Decision trees are fit recursively to the predictor variable. Suppose we have a collection of $N$ data elements $i\in (\mathrm{1},N)$, denoted as $x_i$, each composed of $m$ predictor variables ($x_i\in R^m$) and a corresponding list of $N$ labels $y_i$ that we would like to learn. In our case, $y_i$ denotes the observed PM${}_{\mathrm{2.5}}$ concentrations from the surface networks averaged on the 6 $\times$ 6 km${}^{\mathrm{2}}$ grid, and $N$ denotes the number of these observations. The algorithm works by splitting the data into left and right subsets, $L$ and $R$, at an optimum split point determined from the predictor variables in $x_i$ (Pedregosa et al., 2011). The optimum split point is defined as the one that minimizes the impurity $G$, as follows: 2$$G(L,R)=\mathit{\beta }\cdot \mathrm{MSE}\left(L\right)+(\mathrm{1}-\mathit{\beta })\cdot \mathrm{MSE}\left(R\right),$$ where $\mathit{\beta }$ represents the fraction of data in the subset $L$, and $\mathrm{MSE}$ represents the mean squared error of each of the subsets, as follows: 3$$\mathrm{MSE}\left(X\right)={\displaystyle \frac{\mathrm{1}}{n}}{\sum }_i{\left(y_i-\stackrel{\mathrm{‾}}{y}\right)}^{\mathrm{2}},$$ where $\stackrel{\mathrm{‾}}{y}$ is the mean of the target labels within a given subset $X$, and $n$ is the number of elements in that subset. From there, the same algorithm is recursively applied to the left and right subsets $L$ and $R$ until the tree is grown. We follow the advice of Hastie et al. (2009) and grow trees until the data are fully classified (each leaf contains only one value).

Due to the recursive training structure, decision trees are sensitive to the data on which they are trained because a change in one split point changes the composition of all its child nodes. Individual decision trees thus have high error variance but no inherent bias.

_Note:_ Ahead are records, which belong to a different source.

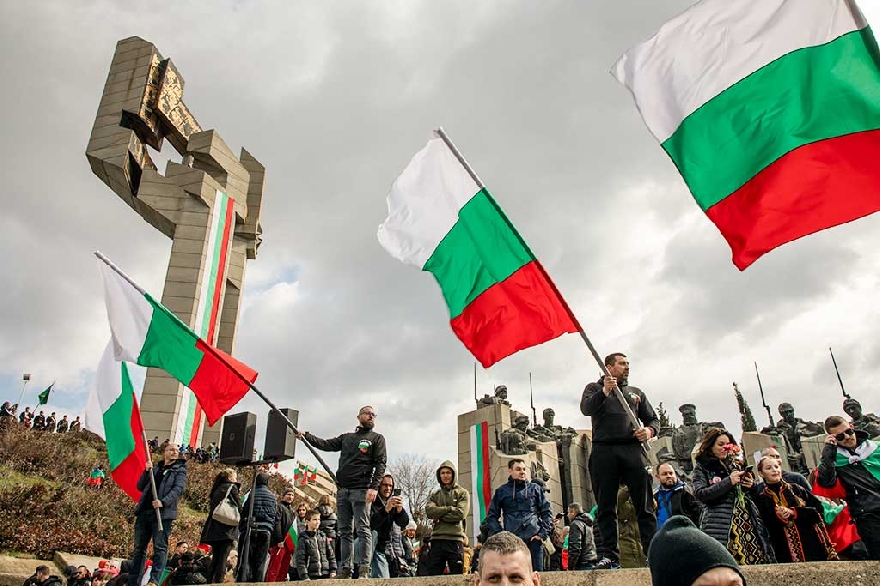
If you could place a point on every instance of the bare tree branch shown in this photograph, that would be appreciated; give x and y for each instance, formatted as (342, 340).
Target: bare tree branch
(416, 476)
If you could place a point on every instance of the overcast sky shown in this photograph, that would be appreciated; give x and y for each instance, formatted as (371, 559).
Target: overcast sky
(334, 98)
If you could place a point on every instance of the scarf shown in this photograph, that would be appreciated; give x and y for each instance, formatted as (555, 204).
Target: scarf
(866, 453)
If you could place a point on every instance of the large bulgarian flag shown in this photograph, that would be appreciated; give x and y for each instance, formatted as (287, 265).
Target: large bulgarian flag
(500, 299)
(770, 110)
(112, 413)
(148, 334)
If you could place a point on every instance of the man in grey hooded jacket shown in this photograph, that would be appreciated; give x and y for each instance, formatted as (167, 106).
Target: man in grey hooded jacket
(447, 507)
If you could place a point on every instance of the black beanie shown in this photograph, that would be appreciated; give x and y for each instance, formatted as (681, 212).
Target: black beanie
(680, 553)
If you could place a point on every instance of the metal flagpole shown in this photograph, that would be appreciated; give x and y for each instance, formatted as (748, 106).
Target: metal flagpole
(152, 477)
(839, 380)
(634, 421)
(219, 357)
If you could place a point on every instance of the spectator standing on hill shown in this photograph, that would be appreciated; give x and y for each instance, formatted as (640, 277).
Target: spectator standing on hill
(447, 507)
(218, 535)
(169, 476)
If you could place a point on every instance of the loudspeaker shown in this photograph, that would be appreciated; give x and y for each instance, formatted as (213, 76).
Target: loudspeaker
(237, 440)
(280, 441)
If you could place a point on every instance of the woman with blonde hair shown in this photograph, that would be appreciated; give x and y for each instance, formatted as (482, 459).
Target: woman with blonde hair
(793, 516)
(216, 534)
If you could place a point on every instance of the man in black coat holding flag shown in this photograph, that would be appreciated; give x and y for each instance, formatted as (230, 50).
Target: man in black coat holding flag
(618, 456)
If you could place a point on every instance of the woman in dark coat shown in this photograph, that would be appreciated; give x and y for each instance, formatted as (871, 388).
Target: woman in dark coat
(221, 537)
(793, 516)
(728, 492)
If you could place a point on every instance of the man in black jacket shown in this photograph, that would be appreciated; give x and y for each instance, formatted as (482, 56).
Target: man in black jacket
(170, 479)
(581, 545)
(362, 462)
(279, 554)
(674, 497)
(618, 457)
(853, 459)
(262, 524)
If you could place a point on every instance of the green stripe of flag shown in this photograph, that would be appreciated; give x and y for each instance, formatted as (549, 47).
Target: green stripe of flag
(117, 422)
(170, 345)
(480, 250)
(809, 95)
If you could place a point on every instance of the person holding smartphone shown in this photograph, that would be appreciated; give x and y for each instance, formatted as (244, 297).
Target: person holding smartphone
(386, 512)
(853, 459)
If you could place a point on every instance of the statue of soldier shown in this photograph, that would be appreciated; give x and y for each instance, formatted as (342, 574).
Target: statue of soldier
(499, 398)
(688, 435)
(867, 422)
(792, 429)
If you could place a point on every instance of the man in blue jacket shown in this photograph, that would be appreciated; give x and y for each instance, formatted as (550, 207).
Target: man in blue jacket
(526, 511)
(170, 478)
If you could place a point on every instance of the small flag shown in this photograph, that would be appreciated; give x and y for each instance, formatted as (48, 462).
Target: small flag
(44, 396)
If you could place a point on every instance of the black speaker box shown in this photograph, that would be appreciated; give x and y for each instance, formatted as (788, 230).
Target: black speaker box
(237, 439)
(280, 441)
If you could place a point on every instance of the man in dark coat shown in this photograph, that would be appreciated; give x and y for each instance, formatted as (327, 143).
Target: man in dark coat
(618, 456)
(853, 459)
(362, 461)
(581, 545)
(170, 479)
(282, 548)
(262, 523)
(525, 509)
(674, 497)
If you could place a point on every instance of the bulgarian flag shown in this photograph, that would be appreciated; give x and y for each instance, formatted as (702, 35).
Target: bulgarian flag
(770, 112)
(481, 474)
(112, 413)
(441, 220)
(148, 334)
(305, 474)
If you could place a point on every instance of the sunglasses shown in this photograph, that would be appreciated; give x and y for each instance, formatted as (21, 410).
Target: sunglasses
(841, 436)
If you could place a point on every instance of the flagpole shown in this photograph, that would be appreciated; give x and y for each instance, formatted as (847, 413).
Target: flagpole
(152, 478)
(219, 357)
(634, 421)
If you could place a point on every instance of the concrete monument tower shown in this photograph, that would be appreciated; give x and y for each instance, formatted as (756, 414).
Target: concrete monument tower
(209, 205)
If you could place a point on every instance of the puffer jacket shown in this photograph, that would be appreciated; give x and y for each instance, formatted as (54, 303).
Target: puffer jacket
(314, 557)
(170, 484)
(265, 508)
(862, 489)
(328, 521)
(525, 508)
(719, 497)
(214, 531)
(448, 507)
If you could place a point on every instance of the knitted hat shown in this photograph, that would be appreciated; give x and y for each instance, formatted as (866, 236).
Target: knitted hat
(680, 553)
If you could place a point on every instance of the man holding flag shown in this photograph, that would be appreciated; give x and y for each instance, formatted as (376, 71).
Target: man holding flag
(169, 476)
(284, 544)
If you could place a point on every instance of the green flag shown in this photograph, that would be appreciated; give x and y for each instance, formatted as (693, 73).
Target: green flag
(44, 396)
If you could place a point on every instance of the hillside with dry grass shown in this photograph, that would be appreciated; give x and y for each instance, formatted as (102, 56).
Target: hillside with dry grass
(46, 505)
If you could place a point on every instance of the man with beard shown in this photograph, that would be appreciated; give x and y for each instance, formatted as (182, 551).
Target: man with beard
(279, 555)
(362, 461)
(618, 456)
(170, 479)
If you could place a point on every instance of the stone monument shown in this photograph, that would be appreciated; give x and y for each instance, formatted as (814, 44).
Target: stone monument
(492, 434)
(208, 205)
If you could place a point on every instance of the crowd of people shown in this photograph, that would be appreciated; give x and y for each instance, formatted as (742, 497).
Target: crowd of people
(734, 511)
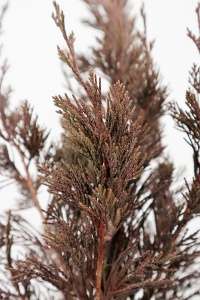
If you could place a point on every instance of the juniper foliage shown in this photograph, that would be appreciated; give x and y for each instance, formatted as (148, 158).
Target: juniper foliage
(115, 227)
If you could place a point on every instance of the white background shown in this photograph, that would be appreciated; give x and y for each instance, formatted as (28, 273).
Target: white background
(30, 38)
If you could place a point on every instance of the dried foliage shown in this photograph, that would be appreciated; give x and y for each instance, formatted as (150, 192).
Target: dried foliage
(114, 228)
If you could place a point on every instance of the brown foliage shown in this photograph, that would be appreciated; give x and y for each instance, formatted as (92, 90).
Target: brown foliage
(114, 227)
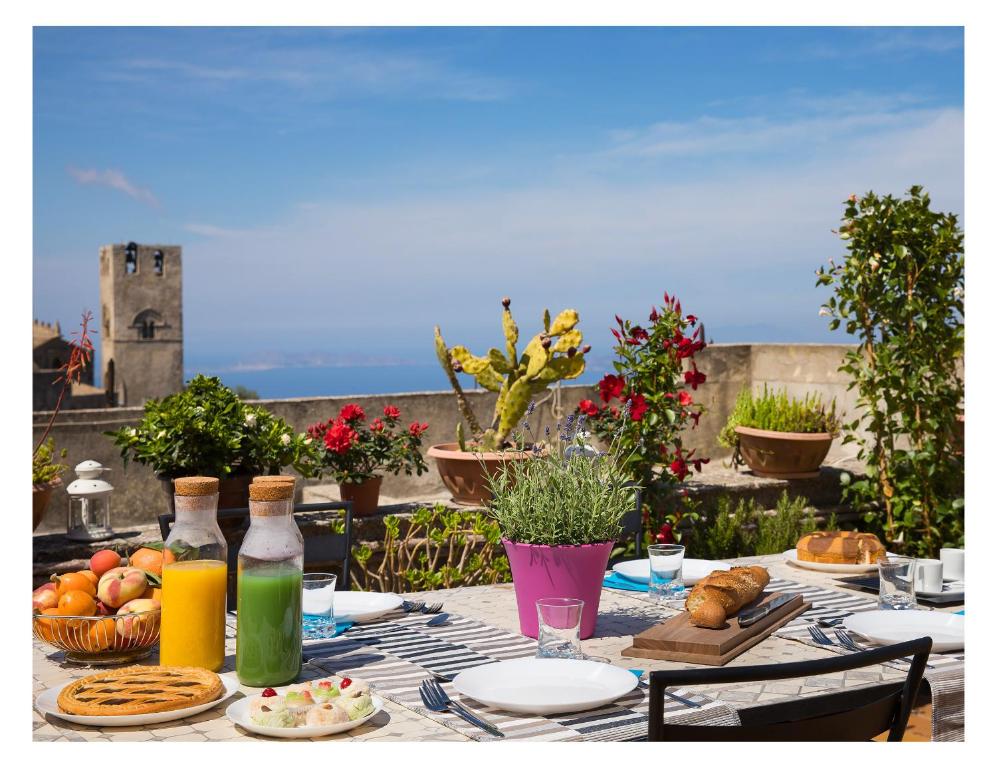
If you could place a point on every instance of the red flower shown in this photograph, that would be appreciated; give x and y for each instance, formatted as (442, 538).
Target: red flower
(588, 408)
(352, 412)
(694, 378)
(638, 407)
(340, 437)
(610, 387)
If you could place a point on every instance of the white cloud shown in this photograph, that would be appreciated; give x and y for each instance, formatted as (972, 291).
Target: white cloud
(113, 179)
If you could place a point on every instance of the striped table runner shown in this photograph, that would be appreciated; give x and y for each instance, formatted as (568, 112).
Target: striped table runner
(398, 653)
(946, 676)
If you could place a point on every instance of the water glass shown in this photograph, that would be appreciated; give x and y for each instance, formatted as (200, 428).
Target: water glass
(560, 620)
(896, 584)
(666, 571)
(317, 591)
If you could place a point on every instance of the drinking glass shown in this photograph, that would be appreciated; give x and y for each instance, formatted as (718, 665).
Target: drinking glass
(317, 591)
(560, 620)
(666, 571)
(896, 584)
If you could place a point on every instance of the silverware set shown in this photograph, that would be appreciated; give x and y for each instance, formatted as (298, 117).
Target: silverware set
(436, 700)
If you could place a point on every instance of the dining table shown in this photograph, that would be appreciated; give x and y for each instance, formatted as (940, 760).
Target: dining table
(396, 651)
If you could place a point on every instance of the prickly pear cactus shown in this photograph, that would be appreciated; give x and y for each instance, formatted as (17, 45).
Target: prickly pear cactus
(554, 354)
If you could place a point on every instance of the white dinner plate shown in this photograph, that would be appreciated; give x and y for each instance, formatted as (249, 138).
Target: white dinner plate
(692, 570)
(47, 703)
(790, 555)
(545, 686)
(363, 606)
(238, 713)
(946, 630)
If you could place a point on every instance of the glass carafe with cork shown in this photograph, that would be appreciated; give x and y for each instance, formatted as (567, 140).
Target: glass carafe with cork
(271, 563)
(195, 574)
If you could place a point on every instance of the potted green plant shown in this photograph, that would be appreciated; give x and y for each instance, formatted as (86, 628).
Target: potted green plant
(356, 452)
(779, 436)
(44, 478)
(208, 430)
(553, 354)
(560, 514)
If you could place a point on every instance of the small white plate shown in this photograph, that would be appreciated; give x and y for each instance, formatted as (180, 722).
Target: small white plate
(545, 686)
(363, 606)
(946, 630)
(692, 570)
(790, 555)
(47, 703)
(238, 713)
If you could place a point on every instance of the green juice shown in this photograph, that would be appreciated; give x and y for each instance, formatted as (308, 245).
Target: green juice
(268, 626)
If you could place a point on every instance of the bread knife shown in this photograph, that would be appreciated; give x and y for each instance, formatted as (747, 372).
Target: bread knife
(750, 616)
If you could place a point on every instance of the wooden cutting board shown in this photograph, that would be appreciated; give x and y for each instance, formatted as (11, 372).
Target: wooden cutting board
(678, 640)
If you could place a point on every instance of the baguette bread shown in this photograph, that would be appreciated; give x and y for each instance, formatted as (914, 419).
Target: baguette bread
(723, 593)
(840, 547)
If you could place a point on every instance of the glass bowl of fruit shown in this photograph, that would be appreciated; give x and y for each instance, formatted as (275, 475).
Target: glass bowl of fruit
(113, 619)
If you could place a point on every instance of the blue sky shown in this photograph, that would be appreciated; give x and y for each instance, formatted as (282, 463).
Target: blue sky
(338, 192)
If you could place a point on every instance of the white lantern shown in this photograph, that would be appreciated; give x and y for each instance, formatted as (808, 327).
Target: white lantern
(89, 504)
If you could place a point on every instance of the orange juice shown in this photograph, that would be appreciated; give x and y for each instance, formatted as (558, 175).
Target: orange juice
(193, 614)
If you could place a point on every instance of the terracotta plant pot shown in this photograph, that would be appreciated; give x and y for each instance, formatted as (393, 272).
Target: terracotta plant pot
(463, 474)
(363, 495)
(40, 496)
(540, 571)
(783, 455)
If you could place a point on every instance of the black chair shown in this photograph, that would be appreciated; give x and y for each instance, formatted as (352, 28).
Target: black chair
(850, 715)
(328, 547)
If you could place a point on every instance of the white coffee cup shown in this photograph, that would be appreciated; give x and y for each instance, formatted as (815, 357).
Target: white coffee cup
(953, 563)
(928, 575)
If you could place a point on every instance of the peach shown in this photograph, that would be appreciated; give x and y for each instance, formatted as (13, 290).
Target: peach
(119, 585)
(140, 619)
(103, 561)
(46, 596)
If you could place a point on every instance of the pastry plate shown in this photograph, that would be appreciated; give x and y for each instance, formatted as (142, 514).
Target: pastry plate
(790, 555)
(946, 630)
(692, 570)
(545, 686)
(363, 606)
(47, 704)
(238, 713)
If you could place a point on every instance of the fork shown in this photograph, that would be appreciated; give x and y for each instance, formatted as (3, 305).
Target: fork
(436, 700)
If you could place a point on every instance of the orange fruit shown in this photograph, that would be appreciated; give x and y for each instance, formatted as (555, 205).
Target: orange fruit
(76, 602)
(69, 582)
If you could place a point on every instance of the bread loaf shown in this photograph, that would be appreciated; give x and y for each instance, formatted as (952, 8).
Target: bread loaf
(840, 547)
(723, 593)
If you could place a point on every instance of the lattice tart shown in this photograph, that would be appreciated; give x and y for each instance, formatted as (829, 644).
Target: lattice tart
(140, 690)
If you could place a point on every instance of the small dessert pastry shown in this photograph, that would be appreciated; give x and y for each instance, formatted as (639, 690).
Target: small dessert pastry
(326, 714)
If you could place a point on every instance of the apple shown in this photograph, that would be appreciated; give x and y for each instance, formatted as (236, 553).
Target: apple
(103, 561)
(141, 619)
(119, 585)
(46, 596)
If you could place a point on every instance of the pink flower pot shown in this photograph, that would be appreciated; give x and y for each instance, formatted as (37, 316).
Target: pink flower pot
(562, 571)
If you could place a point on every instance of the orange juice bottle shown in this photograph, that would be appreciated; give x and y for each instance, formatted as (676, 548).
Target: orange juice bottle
(194, 586)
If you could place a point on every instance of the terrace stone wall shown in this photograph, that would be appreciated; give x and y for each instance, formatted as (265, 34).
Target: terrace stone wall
(139, 498)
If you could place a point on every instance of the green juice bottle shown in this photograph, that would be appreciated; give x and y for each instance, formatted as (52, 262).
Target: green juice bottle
(268, 609)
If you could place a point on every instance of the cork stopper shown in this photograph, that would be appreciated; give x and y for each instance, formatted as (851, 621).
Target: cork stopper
(271, 491)
(195, 486)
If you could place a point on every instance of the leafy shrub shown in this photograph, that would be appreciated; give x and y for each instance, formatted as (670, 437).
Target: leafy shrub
(779, 412)
(440, 548)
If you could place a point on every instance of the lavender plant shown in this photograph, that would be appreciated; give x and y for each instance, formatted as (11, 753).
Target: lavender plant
(567, 493)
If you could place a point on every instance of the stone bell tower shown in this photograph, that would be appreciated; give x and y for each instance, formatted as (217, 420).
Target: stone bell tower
(141, 322)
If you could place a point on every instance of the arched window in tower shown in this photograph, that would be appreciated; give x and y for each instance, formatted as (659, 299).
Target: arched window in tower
(131, 259)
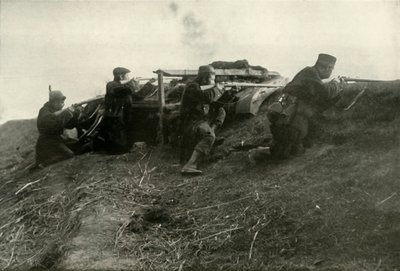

It follows that averaging many individual and uncorrelated trees should yield a low variance, low bias, prediction. We construct 200 trees in parallel and reduce the correlation between them through a bagging procedure; for each of the 200 decision trees in the RF, we sample the input data with replacement to form a new dataset of the same dimensions and then grow a decision tree from this bootstrapped data (Breiman, 2001). Because of the high input sensitivity, a wide variety of decorrelated trees are grown. The predictions of each individual tree are averaged to yield the prediction of the RF. We fit our RF using the RandomForestRegression class in the Python module Scikit-learn (Pedregosa et al., 2011). We attempted to further decorrelate the trees by following Breiman (2001) and calculating the split points of each individual tree using only a random subset of the $m$ predictor variables; however, a sensitivity test we performed showed only minor differences with the base case, and therefore, we follow Geurts et al. (2006) in considering all predictor variables in the training process.

We evaluate how the RF generalizes to predictions for the full 6 $\times$ 6 km${}^{\mathrm{2}}$ domain via a 10-fold cross-validation. For each fold of the cross-validation, we leave out a randomly selected 10 % of PM${}_{\mathrm{2.5}}$ network sites (averaged on the 6 $\times$ 6 km${}^{\mathrm{2}}$ grid if needed) from each country. These 10 % represent the test set. Because we perform the validation 10 times, each grid cell is in the test set exactly once. We compare the predicted PM${}_{\mathrm{2.5}}$ to withheld observed PM${}_{\mathrm{2.5}}$ using four metrics, i.e., root mean square error (RMSE), the RMSE divided by mean observed PM${}_{\mathrm{2.5}}$ (relative RMSE or RRMSE), the coefficient of variation ($R^{\mathrm{2}}$), and the mean bias computed by averaging the difference between predicted and observed PM${}_{\mathrm{2.5}}$ (MB).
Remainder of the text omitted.